Picking up the previous thread (and continuing to clean out some languishing archives of projects), a few additional projects that offer some formalistic solutions, via building form, size, and representation.
A project shown in Jetson Green offers a view of the potential sustainability, building greening, and most importantly – spectacularly poetic form. As covered previously in L+U, Masdar is a model eco-city with an aim of being zero-carbon and zero-waste. This project is developed by Chicago architecture firm Adrian Smith + Gordon Gill, and will be the world’s first positive energy, mixed-use building. Taking the idea past net-zero – the building aims to create more energy that it consumes. Anoter interesting note, the building will generate the energy required for it’s construction via a solar tower to be built prior. Graceful in form, elegant in implementation. That might just be bordering on true sustainability.
:: images via Jetson Green
Similar size-wise, and will lofty sustainability goals, a significant regional project I’ve been following for a while is the Vancouver Convention & Exhibition Center. This expansion aims to be one of the largest green roof projects in the world when completed. Inhabitat recently profiled this project, showing the expansive rooftop greening, as well as some exterior spaces which are actually pretty disappointing in these renderings.
:: images via Inhabitat
From Inhabitat, a melding of green features: “The entire 6-acre addition will be covered in a ‘living roof’ that will support 400,000 plants of indigenous varieties. A rain catchment system will irrigate the vegetation during much of the year, while grey and black water recycling systems will generate much of the centers’ own water supply. Underwater, the concrete foundation has been stepped to encourage fish habitat to return to the area, and an updated seawater heating and cooling system, similar to the original building’s mechanical systems, will pump seawater over a heat exchanger to control indoor temperatures.”

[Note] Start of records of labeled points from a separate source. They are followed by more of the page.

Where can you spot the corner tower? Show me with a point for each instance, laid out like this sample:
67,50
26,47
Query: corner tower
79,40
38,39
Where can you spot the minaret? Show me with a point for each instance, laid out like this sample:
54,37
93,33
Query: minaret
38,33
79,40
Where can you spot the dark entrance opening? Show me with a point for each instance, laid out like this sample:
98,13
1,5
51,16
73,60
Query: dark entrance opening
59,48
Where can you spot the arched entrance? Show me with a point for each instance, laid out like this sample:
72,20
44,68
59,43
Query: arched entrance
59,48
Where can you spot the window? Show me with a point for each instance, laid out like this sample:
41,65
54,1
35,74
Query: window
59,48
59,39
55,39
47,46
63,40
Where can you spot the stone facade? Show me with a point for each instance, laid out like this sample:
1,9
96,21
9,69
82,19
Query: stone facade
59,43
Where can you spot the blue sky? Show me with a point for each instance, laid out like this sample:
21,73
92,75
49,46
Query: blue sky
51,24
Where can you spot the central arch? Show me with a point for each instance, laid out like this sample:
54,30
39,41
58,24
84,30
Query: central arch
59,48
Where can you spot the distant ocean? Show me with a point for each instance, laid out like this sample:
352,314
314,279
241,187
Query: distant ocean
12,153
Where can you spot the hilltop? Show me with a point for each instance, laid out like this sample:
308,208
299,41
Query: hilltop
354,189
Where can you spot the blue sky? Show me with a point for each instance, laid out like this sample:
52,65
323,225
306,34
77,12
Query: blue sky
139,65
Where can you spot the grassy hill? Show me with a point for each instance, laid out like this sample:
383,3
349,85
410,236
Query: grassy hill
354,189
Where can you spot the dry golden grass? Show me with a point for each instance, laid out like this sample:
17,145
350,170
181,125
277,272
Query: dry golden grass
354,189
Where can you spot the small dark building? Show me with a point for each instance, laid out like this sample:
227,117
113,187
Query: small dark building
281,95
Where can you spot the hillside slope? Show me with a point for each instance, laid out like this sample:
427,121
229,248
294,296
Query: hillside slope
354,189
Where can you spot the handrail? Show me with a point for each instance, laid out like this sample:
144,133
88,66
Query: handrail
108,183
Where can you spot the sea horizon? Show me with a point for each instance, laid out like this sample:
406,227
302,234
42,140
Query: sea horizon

Six acres of green roof is about what exists currently in total in Portland, where small blocks and small developments tend to give us more smaller projects. There are however, some significant buildings that would benefit from this expansive greening (Lloyd Center, peripheral big-box stores, and the Expo Center). It’s disappointing that our own Convention Center’s recent expansion eschewed green roof due to costs… while the Rain Garden is a fantastic asset – the lack of rooftop greening in a project that easily could have been a significant Portland model – is a huge missed opportunity.